When FBI agents raided the Chicago home of Hatem Abudayyeh last Friday, they took his laptop computer and paper records, anything with the word "Palestine" on it, according to the man's attorney.
Federal search warrants indicate that authorities are looking for connections between terrorist organizations in the Middle East and South America and certain anti-war leaders and organizations in the U.S.
As executive director of the Arab American Action Network in Chicago, Mr. Abudayyeh is a well-known advocate for immigrant rights. When federal officers raided his North Side home last week, along with residences in Minneapolis, they were looking for funding links between Abudayyeh and the radical Islamic group Hamas that took power in the Gaza Strip three years ago.
Even as Abudayyeh is under investigation by a federal grand jury, city of Chicago records obtained by the ABC7 I-Team show that his Arab American Action Network has received thousands of dollars in city grants: as much as $457,000 since 1998. According to city officials, the money was intended for an after-school program for high-risk students who struggle with English.
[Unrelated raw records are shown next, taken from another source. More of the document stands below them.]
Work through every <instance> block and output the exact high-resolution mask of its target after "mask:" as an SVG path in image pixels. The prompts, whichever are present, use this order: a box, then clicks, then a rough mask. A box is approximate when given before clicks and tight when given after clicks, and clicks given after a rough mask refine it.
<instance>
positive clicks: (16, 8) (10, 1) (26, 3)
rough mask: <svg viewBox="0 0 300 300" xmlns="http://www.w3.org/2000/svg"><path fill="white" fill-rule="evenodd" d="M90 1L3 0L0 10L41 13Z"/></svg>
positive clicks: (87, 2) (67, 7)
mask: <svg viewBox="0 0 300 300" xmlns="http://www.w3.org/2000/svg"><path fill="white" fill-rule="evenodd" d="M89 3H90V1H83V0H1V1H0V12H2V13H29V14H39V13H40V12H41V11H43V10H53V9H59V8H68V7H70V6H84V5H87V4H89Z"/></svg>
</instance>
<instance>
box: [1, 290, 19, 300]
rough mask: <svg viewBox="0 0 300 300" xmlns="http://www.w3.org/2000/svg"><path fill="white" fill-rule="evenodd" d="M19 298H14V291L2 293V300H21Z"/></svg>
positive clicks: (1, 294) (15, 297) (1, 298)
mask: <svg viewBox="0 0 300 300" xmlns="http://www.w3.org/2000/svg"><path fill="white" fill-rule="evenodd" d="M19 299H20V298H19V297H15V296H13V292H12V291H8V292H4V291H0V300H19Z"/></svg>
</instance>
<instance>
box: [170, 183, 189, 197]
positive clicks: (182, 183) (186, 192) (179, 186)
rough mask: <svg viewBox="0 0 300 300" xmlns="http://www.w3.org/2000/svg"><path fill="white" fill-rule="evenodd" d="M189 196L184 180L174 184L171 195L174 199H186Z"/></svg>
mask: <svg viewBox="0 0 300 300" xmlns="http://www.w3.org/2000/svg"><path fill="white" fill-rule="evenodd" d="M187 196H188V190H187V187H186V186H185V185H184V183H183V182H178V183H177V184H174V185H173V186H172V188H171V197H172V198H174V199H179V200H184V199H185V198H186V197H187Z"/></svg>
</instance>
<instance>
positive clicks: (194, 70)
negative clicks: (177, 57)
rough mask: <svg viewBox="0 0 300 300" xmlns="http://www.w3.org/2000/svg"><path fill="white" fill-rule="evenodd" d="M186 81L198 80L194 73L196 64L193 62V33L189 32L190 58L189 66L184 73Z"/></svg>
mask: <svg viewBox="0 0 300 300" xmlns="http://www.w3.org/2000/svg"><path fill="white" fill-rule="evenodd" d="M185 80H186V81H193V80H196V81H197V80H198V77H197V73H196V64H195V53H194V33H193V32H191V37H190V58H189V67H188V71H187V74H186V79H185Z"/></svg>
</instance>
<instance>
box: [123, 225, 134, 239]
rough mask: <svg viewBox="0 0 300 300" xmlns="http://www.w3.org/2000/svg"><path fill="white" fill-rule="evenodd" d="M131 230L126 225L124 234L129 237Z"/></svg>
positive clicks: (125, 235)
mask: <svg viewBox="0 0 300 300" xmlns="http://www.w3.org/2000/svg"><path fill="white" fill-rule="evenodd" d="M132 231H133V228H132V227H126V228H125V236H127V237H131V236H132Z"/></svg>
Abudayyeh supporters late Monday afternoon protested the raids outside FBI headquarters on the West Side, where federal authorities say only that they have an ongoing investigation of activities "...concerning the material support of terrorism..."
His lawyer did not return calls from the I-Team.
ABC7 also learned Monday that in 2001, Abudayyeh and several others filed a lawsuit against the city, seeking the freedom to wear traditional Arab headwear during Michigan Avenue protests. The case was settled. Terms unknown.
That lawsuit against the city nine years ago was based on the same belief as the protests today: that political activists are selectively and unfairly targeted by the government.